We strive to lead a people-focused culture that empowers employees to bring their authentic selves to work each day. There are 3,000+ members of Nestlé Canada celebrated for taking action using agility, courage, and trust to find solutions that benefit the business or greater good. We're a team of changemakers, who are curious and challenge the status quo, that take risks that will help drive us forward.

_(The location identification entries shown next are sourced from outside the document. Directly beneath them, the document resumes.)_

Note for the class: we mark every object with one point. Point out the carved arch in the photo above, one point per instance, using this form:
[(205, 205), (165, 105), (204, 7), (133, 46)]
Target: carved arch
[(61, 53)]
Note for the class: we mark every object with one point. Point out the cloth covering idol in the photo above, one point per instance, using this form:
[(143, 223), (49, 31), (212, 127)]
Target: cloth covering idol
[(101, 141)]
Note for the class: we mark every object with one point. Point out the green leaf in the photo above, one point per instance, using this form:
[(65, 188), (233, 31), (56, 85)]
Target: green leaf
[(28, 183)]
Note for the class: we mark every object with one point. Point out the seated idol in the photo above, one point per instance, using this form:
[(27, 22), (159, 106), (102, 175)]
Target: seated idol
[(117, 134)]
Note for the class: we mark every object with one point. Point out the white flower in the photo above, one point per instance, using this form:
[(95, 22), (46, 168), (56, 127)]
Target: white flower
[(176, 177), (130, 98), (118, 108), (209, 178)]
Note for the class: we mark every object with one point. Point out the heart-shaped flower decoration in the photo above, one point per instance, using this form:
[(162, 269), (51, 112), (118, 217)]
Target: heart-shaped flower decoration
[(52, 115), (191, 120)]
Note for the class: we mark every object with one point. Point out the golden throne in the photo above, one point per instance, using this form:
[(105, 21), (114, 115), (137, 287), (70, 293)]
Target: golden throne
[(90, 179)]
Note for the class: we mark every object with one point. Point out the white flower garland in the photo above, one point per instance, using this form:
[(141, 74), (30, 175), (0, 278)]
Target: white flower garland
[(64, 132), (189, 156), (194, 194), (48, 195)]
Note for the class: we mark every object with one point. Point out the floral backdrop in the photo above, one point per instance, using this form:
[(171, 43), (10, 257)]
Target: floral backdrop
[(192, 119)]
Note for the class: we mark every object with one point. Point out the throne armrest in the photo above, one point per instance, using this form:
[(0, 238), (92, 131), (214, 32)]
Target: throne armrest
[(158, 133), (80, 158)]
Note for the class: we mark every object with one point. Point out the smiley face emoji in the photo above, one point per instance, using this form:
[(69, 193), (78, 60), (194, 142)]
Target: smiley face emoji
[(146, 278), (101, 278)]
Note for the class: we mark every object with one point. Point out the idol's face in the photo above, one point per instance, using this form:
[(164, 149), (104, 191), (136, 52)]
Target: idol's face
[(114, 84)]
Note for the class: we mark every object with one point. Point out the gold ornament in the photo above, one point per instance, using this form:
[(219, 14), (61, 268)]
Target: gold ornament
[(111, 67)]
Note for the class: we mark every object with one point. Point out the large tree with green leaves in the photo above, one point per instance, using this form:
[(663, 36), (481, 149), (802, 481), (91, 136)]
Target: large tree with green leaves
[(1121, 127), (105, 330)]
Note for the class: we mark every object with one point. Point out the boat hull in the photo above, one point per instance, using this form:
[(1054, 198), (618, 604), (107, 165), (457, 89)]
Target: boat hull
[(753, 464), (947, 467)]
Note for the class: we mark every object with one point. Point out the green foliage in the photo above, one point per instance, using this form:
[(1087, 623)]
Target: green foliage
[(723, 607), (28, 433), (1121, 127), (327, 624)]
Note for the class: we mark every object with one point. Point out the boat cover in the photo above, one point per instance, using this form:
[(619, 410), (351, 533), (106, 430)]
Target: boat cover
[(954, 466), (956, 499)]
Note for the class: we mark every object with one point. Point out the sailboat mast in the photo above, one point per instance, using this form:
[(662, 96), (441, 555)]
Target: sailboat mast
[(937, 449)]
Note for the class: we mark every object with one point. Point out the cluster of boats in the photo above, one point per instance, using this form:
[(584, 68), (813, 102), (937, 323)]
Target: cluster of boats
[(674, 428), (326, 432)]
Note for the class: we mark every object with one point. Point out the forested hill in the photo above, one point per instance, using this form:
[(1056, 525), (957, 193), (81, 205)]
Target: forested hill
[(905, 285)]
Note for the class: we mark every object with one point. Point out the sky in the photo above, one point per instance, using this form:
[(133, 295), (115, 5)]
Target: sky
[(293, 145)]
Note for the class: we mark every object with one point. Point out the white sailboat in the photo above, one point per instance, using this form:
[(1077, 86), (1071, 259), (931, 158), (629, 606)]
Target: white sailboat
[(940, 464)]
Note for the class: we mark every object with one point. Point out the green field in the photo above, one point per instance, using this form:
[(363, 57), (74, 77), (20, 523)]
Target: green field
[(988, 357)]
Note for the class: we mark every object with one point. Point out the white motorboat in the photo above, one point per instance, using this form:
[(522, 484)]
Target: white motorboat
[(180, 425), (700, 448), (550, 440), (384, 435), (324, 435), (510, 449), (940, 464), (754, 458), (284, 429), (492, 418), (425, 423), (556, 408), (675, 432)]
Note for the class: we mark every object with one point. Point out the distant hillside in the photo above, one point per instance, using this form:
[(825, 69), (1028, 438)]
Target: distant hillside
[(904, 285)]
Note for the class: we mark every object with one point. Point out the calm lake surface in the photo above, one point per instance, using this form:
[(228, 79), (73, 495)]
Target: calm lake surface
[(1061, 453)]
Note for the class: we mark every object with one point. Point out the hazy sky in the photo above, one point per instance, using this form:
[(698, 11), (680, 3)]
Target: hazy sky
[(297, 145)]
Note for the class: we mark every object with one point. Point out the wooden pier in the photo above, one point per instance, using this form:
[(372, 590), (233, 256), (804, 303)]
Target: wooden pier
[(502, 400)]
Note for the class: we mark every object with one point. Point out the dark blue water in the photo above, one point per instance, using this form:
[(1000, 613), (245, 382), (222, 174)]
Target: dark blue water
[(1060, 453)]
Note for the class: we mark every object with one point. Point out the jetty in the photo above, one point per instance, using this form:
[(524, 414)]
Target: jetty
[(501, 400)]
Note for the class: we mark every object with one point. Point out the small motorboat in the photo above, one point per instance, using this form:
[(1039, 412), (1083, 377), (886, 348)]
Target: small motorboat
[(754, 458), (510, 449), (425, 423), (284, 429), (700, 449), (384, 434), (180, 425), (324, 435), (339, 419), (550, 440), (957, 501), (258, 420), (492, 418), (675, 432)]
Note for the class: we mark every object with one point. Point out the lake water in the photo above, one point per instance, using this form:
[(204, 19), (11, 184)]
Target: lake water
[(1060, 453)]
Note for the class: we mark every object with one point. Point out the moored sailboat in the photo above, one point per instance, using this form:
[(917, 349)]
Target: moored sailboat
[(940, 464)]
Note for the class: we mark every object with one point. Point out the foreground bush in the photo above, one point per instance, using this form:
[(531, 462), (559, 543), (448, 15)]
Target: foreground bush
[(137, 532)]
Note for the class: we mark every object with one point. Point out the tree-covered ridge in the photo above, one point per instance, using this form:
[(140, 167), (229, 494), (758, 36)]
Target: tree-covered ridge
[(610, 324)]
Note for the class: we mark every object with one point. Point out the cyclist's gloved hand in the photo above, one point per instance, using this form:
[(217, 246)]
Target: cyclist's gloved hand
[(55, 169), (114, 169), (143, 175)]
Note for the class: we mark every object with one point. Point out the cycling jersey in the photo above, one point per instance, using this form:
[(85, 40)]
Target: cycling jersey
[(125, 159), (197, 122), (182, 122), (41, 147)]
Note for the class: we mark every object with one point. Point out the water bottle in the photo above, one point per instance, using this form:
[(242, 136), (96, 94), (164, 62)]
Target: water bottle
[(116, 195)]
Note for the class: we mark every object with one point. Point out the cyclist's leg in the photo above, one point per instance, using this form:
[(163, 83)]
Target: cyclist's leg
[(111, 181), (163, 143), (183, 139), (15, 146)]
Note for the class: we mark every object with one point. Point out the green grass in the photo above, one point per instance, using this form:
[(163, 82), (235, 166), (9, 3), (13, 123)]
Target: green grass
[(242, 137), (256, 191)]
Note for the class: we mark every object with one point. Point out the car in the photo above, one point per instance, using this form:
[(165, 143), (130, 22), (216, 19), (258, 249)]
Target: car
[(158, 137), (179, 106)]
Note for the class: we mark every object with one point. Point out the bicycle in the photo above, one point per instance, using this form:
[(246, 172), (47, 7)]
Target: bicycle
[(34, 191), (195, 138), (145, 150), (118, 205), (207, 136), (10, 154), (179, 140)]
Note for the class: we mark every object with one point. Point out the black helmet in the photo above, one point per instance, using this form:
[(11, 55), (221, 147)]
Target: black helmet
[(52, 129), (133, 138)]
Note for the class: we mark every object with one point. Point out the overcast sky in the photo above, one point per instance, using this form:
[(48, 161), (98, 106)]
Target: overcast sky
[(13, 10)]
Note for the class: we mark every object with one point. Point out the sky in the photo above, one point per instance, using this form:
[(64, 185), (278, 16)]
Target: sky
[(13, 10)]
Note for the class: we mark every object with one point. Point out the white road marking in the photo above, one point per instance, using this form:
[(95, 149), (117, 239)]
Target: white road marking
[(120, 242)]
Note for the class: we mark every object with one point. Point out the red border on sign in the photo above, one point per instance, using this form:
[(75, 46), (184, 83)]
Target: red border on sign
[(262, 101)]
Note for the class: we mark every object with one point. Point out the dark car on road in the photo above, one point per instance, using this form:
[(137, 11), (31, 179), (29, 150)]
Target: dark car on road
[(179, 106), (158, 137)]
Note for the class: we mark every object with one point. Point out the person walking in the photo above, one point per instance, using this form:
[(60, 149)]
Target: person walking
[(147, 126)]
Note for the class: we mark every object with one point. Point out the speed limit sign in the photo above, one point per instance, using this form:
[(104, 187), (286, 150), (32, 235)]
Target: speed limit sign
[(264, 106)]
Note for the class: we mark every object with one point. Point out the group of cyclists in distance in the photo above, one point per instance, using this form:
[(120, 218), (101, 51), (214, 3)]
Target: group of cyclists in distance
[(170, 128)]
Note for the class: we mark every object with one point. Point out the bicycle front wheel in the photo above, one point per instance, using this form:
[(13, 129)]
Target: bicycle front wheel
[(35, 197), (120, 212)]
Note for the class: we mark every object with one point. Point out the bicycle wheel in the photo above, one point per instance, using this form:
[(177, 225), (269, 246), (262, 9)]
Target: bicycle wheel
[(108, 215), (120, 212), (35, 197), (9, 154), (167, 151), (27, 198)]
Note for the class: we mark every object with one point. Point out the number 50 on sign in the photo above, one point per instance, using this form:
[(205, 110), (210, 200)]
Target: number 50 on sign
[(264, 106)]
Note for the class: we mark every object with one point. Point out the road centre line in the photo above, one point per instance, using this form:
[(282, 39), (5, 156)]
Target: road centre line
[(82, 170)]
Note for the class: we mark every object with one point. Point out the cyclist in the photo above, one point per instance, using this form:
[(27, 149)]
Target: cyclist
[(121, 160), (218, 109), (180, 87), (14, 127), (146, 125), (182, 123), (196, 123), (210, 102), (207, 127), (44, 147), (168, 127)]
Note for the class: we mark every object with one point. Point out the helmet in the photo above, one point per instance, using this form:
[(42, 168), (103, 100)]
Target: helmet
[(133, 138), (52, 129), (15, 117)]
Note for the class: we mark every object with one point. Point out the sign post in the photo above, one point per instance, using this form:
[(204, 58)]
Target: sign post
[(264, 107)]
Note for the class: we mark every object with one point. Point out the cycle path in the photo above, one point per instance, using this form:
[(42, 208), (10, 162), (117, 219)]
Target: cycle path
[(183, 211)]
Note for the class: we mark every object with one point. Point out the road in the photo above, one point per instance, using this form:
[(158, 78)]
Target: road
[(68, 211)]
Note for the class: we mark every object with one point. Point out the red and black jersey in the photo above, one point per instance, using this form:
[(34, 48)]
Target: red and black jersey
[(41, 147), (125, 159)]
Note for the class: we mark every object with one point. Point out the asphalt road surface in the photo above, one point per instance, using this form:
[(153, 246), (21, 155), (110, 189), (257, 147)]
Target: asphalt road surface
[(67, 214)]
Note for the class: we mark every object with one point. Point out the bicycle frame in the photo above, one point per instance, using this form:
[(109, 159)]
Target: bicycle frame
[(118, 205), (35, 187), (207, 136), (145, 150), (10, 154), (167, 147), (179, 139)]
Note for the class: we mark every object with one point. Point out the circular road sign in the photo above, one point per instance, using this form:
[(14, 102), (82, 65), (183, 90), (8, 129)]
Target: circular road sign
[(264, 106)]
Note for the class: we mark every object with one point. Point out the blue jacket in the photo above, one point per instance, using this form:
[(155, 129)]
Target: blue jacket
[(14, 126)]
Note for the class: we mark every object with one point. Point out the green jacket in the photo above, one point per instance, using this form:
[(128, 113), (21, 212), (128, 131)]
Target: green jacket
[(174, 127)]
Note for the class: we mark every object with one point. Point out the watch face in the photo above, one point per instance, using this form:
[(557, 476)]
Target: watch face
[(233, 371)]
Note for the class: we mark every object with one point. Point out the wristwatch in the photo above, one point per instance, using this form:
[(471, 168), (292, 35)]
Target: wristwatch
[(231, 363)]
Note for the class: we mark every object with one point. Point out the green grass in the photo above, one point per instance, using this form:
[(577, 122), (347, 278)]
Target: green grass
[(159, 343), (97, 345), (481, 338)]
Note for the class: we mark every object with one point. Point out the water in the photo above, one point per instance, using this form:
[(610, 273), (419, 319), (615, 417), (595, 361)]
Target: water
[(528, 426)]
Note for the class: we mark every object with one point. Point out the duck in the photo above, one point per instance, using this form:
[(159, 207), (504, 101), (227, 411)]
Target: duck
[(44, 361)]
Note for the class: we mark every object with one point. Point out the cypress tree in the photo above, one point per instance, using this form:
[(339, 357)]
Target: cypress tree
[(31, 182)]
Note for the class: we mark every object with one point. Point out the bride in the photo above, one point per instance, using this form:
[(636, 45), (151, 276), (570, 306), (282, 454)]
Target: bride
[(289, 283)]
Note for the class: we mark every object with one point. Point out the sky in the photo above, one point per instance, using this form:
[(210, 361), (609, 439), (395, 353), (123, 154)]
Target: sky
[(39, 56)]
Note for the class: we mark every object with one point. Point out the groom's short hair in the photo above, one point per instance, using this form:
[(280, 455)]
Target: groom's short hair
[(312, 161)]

Our focus is not only on nourishing our customers, but also about enriching you. We know that empowerment leads to strong employee engagement, a great work culture, and motivated employees.
**Position Summary**
We are seeking a professional to leverage AI and decision science to develop mathematical solutions that address business needs, enhance value, and facilitate process transformation. This role involves managing the delivery of these solutions and translating business challenges into analytical insights using forecasting, machine learning, generative AI, optimization, simulation, and various AI methodologies.
**A day in the life of a** **Specialist Product Ownership** - **Data Science** **:**
**AI Service Delivery & Business Impact:**
+ Delivery of AI-driven mathematical solutions that enhance business value and streamline processes
+ Prompt and efficient response to business challenges using AI methodologies that lead to process improvements and increased efficiency
**Stakeholder Management & People Transformation:**
+ Communication of AI findings and recommendations with businesses and functional SMEs in non-technical language
+ Facilitate change management through engagement with stakeholders to foster understanding and adoption of AI-driven processes
**People Management:**
+ Foster a culture of innovation and continuous learning among the team of data engineers and AI specialists
+ Drive the upskilling of team members in AI methodologies
**Role Requirements**
+ **Master's degree in applied Statistics** , Mathematics, Computer Science, AI, or a related field
+ Minimum 3 years working with BIG or complex data sets in a statistical/analytical/AI role
+ Proficient in AI & data visualization techniques (e.g., Python, Spark, R, MS Power BI, and open source)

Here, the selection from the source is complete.